Here are a few reasons why water is so important:
Replenishing Lost Water
When you have a diet consuming carbs, your body will have water stored. As you transition to a low-carb diet, this water will flush out, and you need to replace it with more water to avoid feeling flu-like symptoms.
You Curb Hunger
Usually, when you think you’re hungry, it’s your body telling you that you need more water. By drinking more throughout the day, you’ll be curbing your hunger pangs.
Less Kidney Stress
By consuming adequate amounts of water, it helps our kidneys tremendously.
When your body starts producing ketones for energy, sometimes these ketones are pushed out of the body. The purpose is so that too much doesn’t accumulate in our bodies.
When we drink more water, we’re helping our kidneys do the critical job it needs to do to keep us healthy from toxins.
You Metabolize Fat Quicker
Water molecules are required for beta-oxidation. This is the chemical process whereby our body breaks down fat to produce energy.
When we lose water through sweat, our body responds by slowing down the beta-oxidation process. This slows down weight loss and even causes it to stop altogether in some cases.
By drinking more water, we can metabolize fat much easier.
How Much Water Should You Drink on Keto?
You should aim to drink about half of your body weight in ounces each day on the ketogenic diet.
This number will fluctuate depending on the person because everyone’s age, weight, and diet will be different.
As an example, if you like to do CrossFit 4-5 times a week, your body will require more water to replace electrolytes than someone who doesn’t exercise at all and sits at a desk all week.
You should drink before you get thirsty.

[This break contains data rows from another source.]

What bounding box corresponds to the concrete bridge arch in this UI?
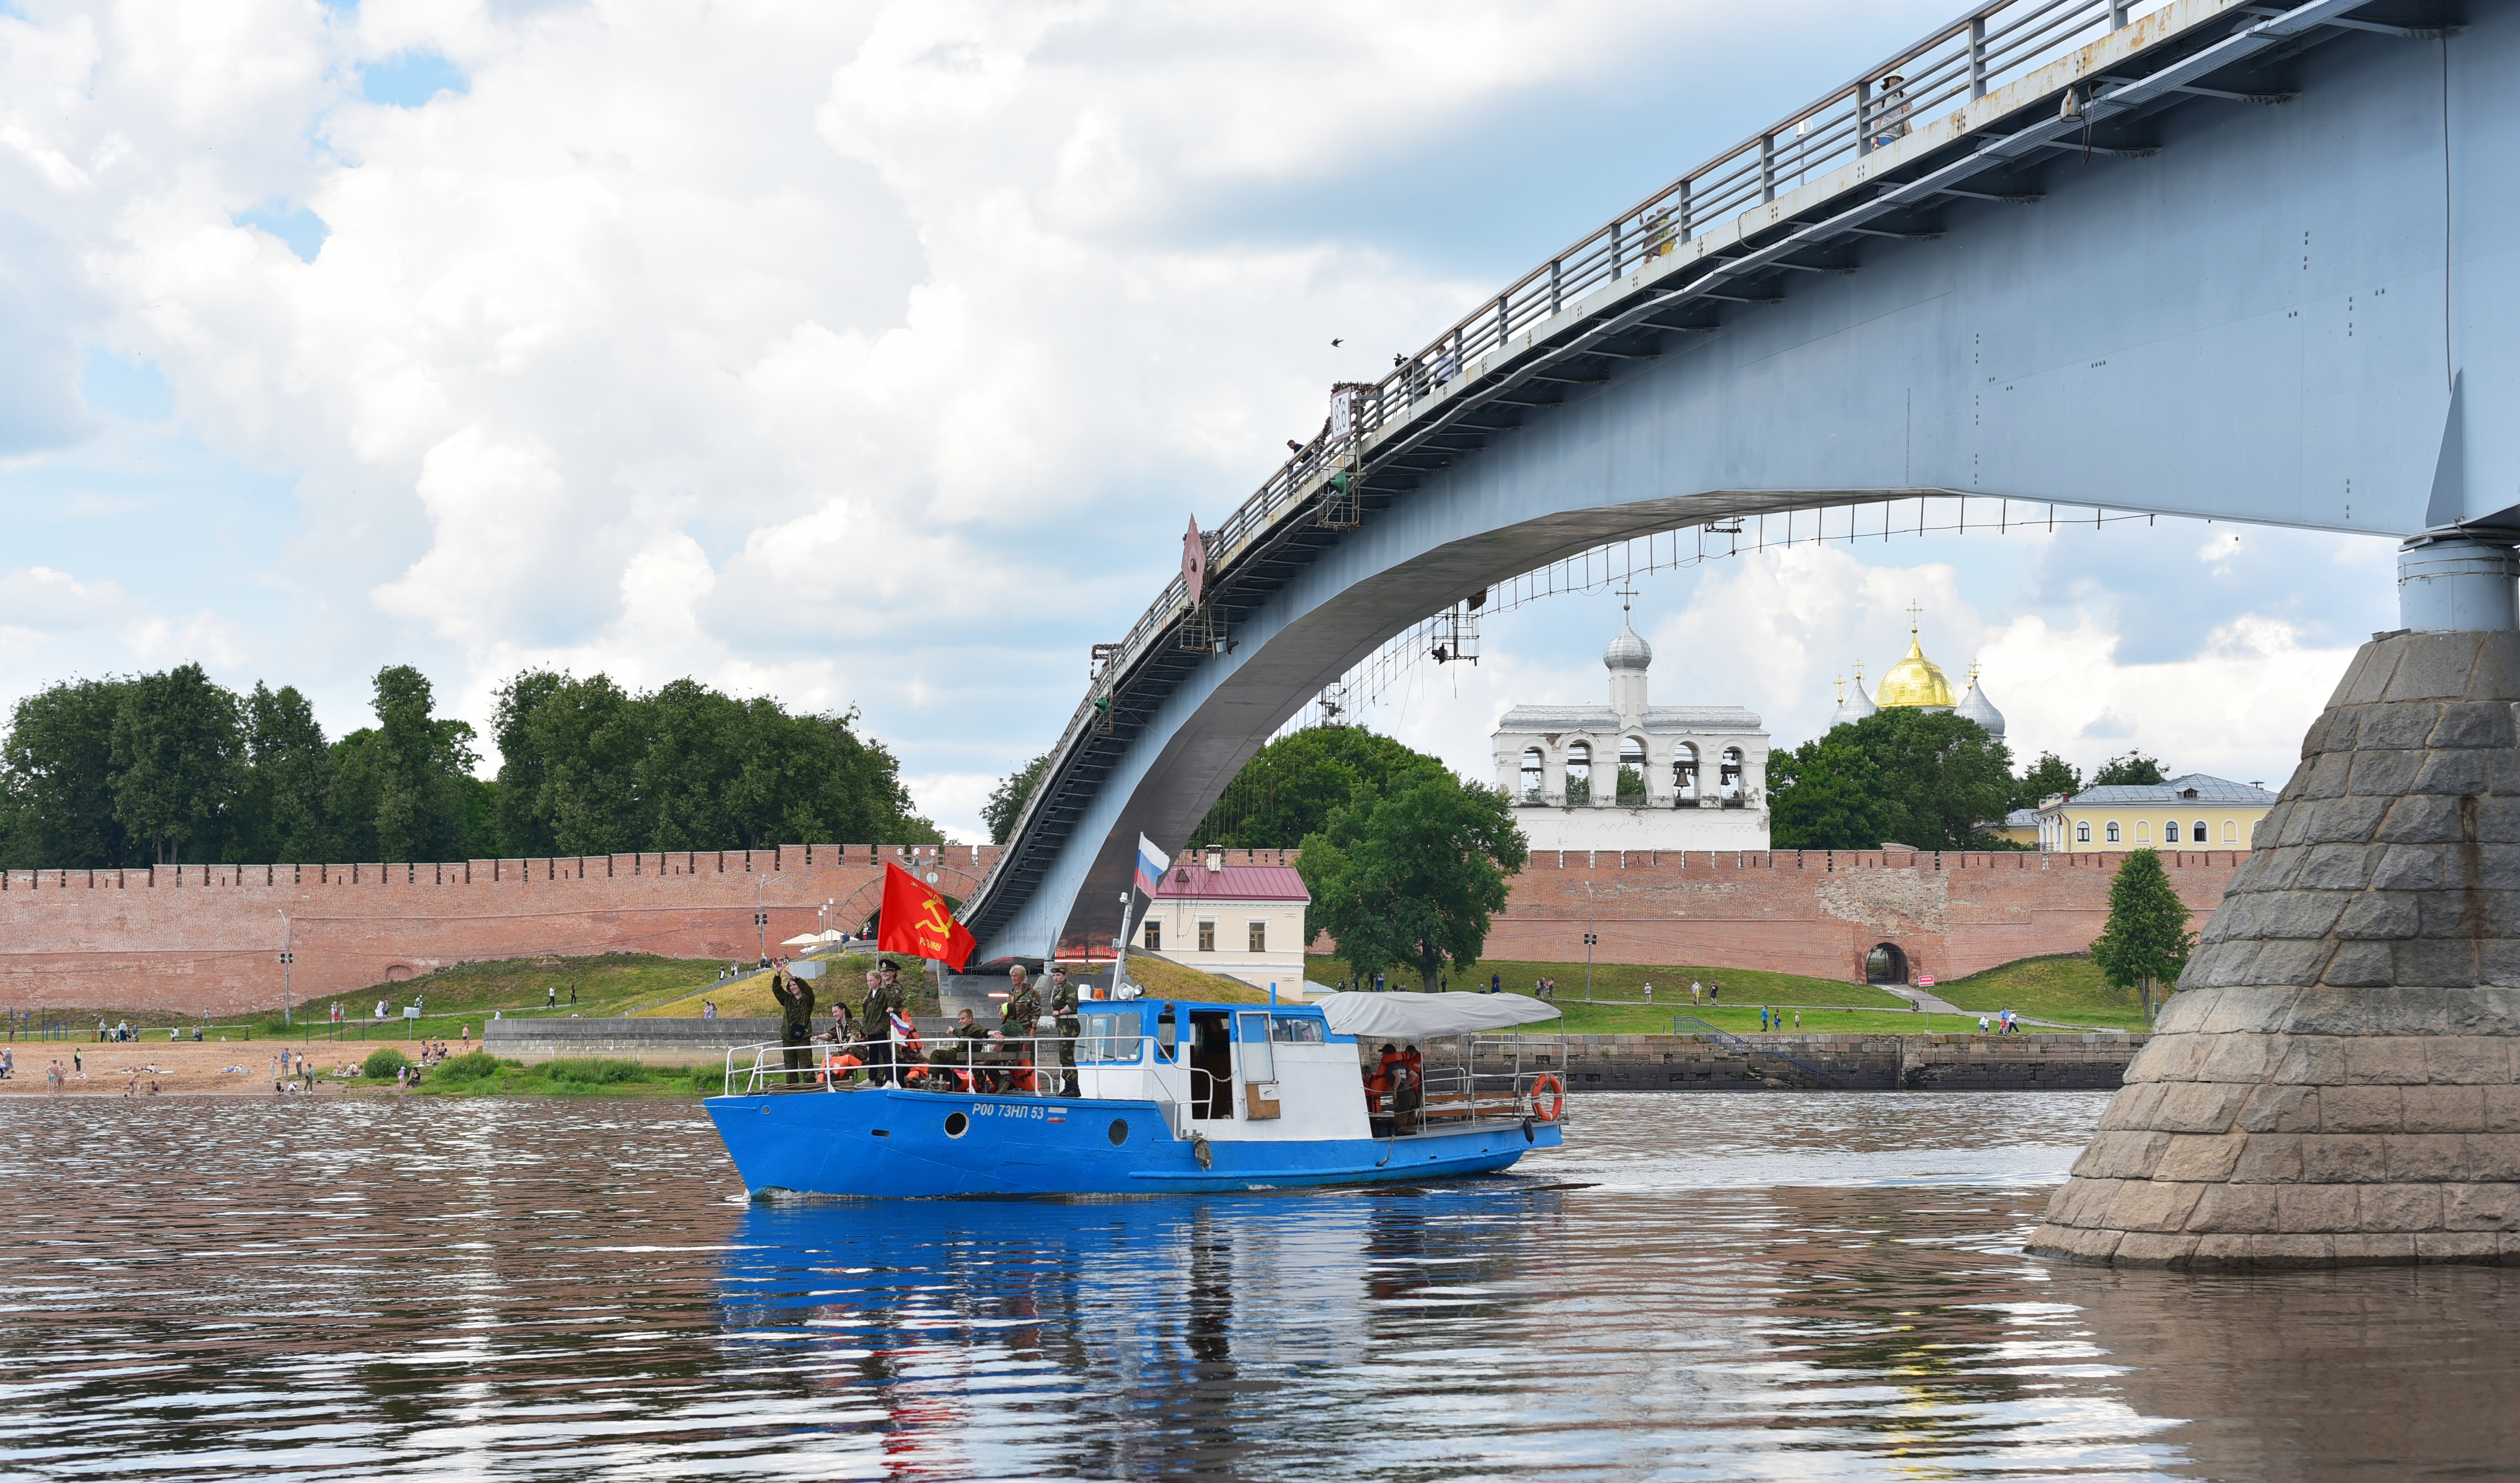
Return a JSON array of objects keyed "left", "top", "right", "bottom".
[{"left": 968, "top": 0, "right": 2520, "bottom": 963}]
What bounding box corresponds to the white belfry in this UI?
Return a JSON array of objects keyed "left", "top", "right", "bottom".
[{"left": 1490, "top": 605, "right": 1769, "bottom": 853}]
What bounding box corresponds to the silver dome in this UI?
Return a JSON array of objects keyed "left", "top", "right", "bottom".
[
  {"left": 1602, "top": 621, "right": 1653, "bottom": 672},
  {"left": 1956, "top": 675, "right": 2006, "bottom": 737}
]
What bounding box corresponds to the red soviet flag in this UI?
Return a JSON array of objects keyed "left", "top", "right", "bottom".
[{"left": 878, "top": 862, "right": 978, "bottom": 971}]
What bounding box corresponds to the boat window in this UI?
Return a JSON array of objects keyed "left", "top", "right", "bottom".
[
  {"left": 1156, "top": 1006, "right": 1178, "bottom": 1056},
  {"left": 1094, "top": 1010, "right": 1141, "bottom": 1062},
  {"left": 1235, "top": 1011, "right": 1275, "bottom": 1084},
  {"left": 1269, "top": 1017, "right": 1325, "bottom": 1044}
]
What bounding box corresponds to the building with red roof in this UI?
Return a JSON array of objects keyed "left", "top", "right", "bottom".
[{"left": 1138, "top": 848, "right": 1313, "bottom": 999}]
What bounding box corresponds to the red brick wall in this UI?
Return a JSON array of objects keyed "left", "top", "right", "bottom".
[
  {"left": 1484, "top": 847, "right": 2243, "bottom": 982},
  {"left": 0, "top": 845, "right": 1000, "bottom": 1016},
  {"left": 0, "top": 843, "right": 2235, "bottom": 1015}
]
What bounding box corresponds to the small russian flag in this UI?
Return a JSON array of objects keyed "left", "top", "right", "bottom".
[{"left": 1134, "top": 834, "right": 1172, "bottom": 897}]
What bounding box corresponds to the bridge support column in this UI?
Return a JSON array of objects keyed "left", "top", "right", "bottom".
[{"left": 2030, "top": 581, "right": 2520, "bottom": 1267}]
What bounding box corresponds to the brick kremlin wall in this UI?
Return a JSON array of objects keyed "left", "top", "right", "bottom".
[
  {"left": 0, "top": 845, "right": 999, "bottom": 1017},
  {"left": 0, "top": 843, "right": 2243, "bottom": 1016},
  {"left": 1485, "top": 847, "right": 2248, "bottom": 985}
]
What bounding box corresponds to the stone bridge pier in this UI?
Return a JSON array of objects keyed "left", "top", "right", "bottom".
[{"left": 2030, "top": 540, "right": 2520, "bottom": 1268}]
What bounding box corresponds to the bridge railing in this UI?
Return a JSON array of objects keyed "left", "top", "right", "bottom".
[
  {"left": 976, "top": 0, "right": 2187, "bottom": 934},
  {"left": 1095, "top": 0, "right": 2158, "bottom": 666}
]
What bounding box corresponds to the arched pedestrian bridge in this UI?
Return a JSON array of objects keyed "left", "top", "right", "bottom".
[{"left": 965, "top": 0, "right": 2517, "bottom": 963}]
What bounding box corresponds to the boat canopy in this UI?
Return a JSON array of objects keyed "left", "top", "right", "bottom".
[{"left": 1315, "top": 991, "right": 1559, "bottom": 1040}]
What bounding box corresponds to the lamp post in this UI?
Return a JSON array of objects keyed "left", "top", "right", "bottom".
[
  {"left": 277, "top": 909, "right": 293, "bottom": 1027},
  {"left": 754, "top": 910, "right": 770, "bottom": 967},
  {"left": 1582, "top": 881, "right": 1597, "bottom": 1002}
]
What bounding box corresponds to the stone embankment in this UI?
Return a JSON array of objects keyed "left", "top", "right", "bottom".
[{"left": 1483, "top": 1032, "right": 2143, "bottom": 1092}]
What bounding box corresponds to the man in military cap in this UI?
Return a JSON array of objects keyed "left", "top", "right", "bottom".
[
  {"left": 1047, "top": 964, "right": 1082, "bottom": 1097},
  {"left": 1002, "top": 964, "right": 1043, "bottom": 1094}
]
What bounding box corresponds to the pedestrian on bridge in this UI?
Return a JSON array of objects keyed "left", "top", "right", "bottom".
[{"left": 1872, "top": 73, "right": 1909, "bottom": 148}]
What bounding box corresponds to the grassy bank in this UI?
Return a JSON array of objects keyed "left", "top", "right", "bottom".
[
  {"left": 1303, "top": 954, "right": 1912, "bottom": 1010},
  {"left": 1929, "top": 953, "right": 2154, "bottom": 1030},
  {"left": 405, "top": 1052, "right": 722, "bottom": 1098}
]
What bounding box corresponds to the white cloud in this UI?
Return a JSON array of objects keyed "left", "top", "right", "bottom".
[{"left": 0, "top": 0, "right": 2379, "bottom": 838}]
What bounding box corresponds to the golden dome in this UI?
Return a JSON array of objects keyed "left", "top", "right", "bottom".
[{"left": 1874, "top": 632, "right": 1956, "bottom": 709}]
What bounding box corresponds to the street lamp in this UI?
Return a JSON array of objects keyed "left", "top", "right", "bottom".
[
  {"left": 277, "top": 908, "right": 293, "bottom": 1027},
  {"left": 1582, "top": 881, "right": 1597, "bottom": 1002},
  {"left": 754, "top": 910, "right": 770, "bottom": 966}
]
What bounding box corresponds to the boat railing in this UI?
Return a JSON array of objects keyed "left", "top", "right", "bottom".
[
  {"left": 1373, "top": 1062, "right": 1569, "bottom": 1131},
  {"left": 721, "top": 1030, "right": 1215, "bottom": 1099},
  {"left": 721, "top": 1035, "right": 1572, "bottom": 1131},
  {"left": 722, "top": 1030, "right": 1078, "bottom": 1098}
]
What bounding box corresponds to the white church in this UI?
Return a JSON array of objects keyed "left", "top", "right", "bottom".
[{"left": 1490, "top": 609, "right": 1772, "bottom": 852}]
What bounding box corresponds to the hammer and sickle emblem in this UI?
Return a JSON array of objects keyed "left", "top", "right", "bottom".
[{"left": 917, "top": 897, "right": 952, "bottom": 938}]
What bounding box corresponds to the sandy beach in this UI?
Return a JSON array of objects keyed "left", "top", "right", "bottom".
[{"left": 0, "top": 1038, "right": 432, "bottom": 1097}]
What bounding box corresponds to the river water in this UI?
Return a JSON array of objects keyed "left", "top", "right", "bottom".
[{"left": 0, "top": 1091, "right": 2507, "bottom": 1480}]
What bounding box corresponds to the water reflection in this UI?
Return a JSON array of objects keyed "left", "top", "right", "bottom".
[{"left": 0, "top": 1092, "right": 2507, "bottom": 1478}]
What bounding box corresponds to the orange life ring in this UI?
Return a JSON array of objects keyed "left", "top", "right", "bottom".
[{"left": 1530, "top": 1073, "right": 1565, "bottom": 1122}]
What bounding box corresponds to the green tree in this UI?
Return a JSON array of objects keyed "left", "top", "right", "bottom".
[
  {"left": 2091, "top": 848, "right": 2196, "bottom": 1027},
  {"left": 1770, "top": 736, "right": 1890, "bottom": 850},
  {"left": 983, "top": 752, "right": 1052, "bottom": 845},
  {"left": 490, "top": 669, "right": 938, "bottom": 854},
  {"left": 238, "top": 682, "right": 335, "bottom": 863},
  {"left": 109, "top": 663, "right": 244, "bottom": 863},
  {"left": 331, "top": 666, "right": 482, "bottom": 863},
  {"left": 1298, "top": 771, "right": 1528, "bottom": 991},
  {"left": 1853, "top": 708, "right": 2016, "bottom": 848},
  {"left": 1191, "top": 726, "right": 1444, "bottom": 848},
  {"left": 491, "top": 671, "right": 643, "bottom": 854},
  {"left": 2090, "top": 751, "right": 2168, "bottom": 787},
  {"left": 1769, "top": 709, "right": 2014, "bottom": 850},
  {"left": 2014, "top": 750, "right": 2082, "bottom": 809},
  {"left": 0, "top": 678, "right": 136, "bottom": 868}
]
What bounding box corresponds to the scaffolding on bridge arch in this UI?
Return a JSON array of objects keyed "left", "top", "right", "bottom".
[{"left": 1271, "top": 494, "right": 2167, "bottom": 740}]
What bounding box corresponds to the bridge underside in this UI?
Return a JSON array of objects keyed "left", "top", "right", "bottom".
[{"left": 976, "top": 0, "right": 2520, "bottom": 962}]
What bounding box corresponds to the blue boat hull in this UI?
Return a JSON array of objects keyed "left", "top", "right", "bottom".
[{"left": 705, "top": 1088, "right": 1562, "bottom": 1198}]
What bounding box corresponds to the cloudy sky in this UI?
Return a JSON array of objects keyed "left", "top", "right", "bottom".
[{"left": 0, "top": 0, "right": 2394, "bottom": 840}]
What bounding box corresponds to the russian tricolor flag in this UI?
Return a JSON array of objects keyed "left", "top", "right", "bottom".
[{"left": 1134, "top": 834, "right": 1171, "bottom": 897}]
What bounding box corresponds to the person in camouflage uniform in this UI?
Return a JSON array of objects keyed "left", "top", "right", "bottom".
[
  {"left": 1047, "top": 964, "right": 1081, "bottom": 1097},
  {"left": 926, "top": 1008, "right": 990, "bottom": 1090},
  {"left": 1001, "top": 964, "right": 1042, "bottom": 1094},
  {"left": 768, "top": 960, "right": 815, "bottom": 1080},
  {"left": 861, "top": 965, "right": 898, "bottom": 1086}
]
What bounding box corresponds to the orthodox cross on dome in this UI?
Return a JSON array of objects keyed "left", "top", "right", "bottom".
[
  {"left": 1616, "top": 581, "right": 1638, "bottom": 615},
  {"left": 1905, "top": 599, "right": 1924, "bottom": 633}
]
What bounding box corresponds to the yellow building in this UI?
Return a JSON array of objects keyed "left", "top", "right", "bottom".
[{"left": 2023, "top": 775, "right": 2278, "bottom": 853}]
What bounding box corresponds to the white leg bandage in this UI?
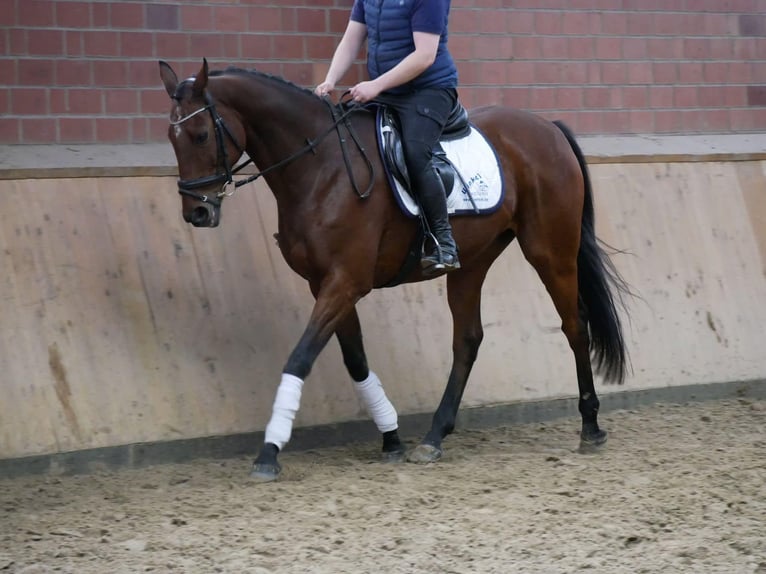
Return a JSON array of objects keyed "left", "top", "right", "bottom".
[
  {"left": 264, "top": 373, "right": 304, "bottom": 450},
  {"left": 354, "top": 371, "right": 398, "bottom": 433}
]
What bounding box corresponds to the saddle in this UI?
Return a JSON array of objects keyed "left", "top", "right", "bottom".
[{"left": 379, "top": 101, "right": 471, "bottom": 199}]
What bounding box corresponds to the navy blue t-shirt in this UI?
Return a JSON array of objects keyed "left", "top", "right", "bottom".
[{"left": 351, "top": 0, "right": 448, "bottom": 35}]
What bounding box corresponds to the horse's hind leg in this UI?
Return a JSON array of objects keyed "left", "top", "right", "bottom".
[
  {"left": 334, "top": 309, "right": 405, "bottom": 461},
  {"left": 408, "top": 256, "right": 500, "bottom": 464},
  {"left": 519, "top": 232, "right": 606, "bottom": 451}
]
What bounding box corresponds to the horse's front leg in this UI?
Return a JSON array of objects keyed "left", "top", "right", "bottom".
[
  {"left": 334, "top": 309, "right": 405, "bottom": 462},
  {"left": 250, "top": 276, "right": 360, "bottom": 482},
  {"left": 409, "top": 266, "right": 489, "bottom": 463}
]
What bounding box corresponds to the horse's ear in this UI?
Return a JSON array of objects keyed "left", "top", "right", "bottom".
[
  {"left": 191, "top": 58, "right": 209, "bottom": 98},
  {"left": 159, "top": 60, "right": 178, "bottom": 98}
]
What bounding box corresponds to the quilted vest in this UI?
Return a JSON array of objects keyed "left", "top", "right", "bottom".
[{"left": 363, "top": 0, "right": 458, "bottom": 94}]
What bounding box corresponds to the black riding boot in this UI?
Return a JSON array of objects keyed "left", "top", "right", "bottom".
[{"left": 418, "top": 171, "right": 460, "bottom": 275}]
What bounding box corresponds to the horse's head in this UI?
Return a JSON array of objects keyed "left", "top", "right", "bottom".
[{"left": 159, "top": 59, "right": 246, "bottom": 228}]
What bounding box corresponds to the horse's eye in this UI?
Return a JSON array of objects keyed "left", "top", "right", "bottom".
[{"left": 194, "top": 131, "right": 209, "bottom": 145}]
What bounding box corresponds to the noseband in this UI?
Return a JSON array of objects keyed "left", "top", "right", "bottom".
[{"left": 171, "top": 93, "right": 249, "bottom": 208}]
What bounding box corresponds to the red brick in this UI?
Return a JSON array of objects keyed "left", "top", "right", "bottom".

A good measure of how dehydrated you are is through your urine. If it’s a darker color, you’ll want to start consuming more water a little more frequently.
If you struggle to take in the recommended amount of water each day, here are a few tips to help you out:
- Start a morning habit where you drink a large glass of water immediately upon waking. Your body will be very dehydrated after a long nights sleep and doing this right when you wake up is a great practice
- Get a water bottle that has the ounces written on the side of it so you can see how much you drank throughout the day. Keep sipping!
- Keep water close by so you’re constantly reminded to drink more as you’re working.
Since you’re going to be consuming less carbs on the keto diet, it’s natural that you will be dehydrated from the loss in water your body will experience.
If you have unpleasant symptoms, you likely need to drink more water and replace the electrolytes you’re missing, like sodium.
Check with your doctor to make sure your side effects are typical.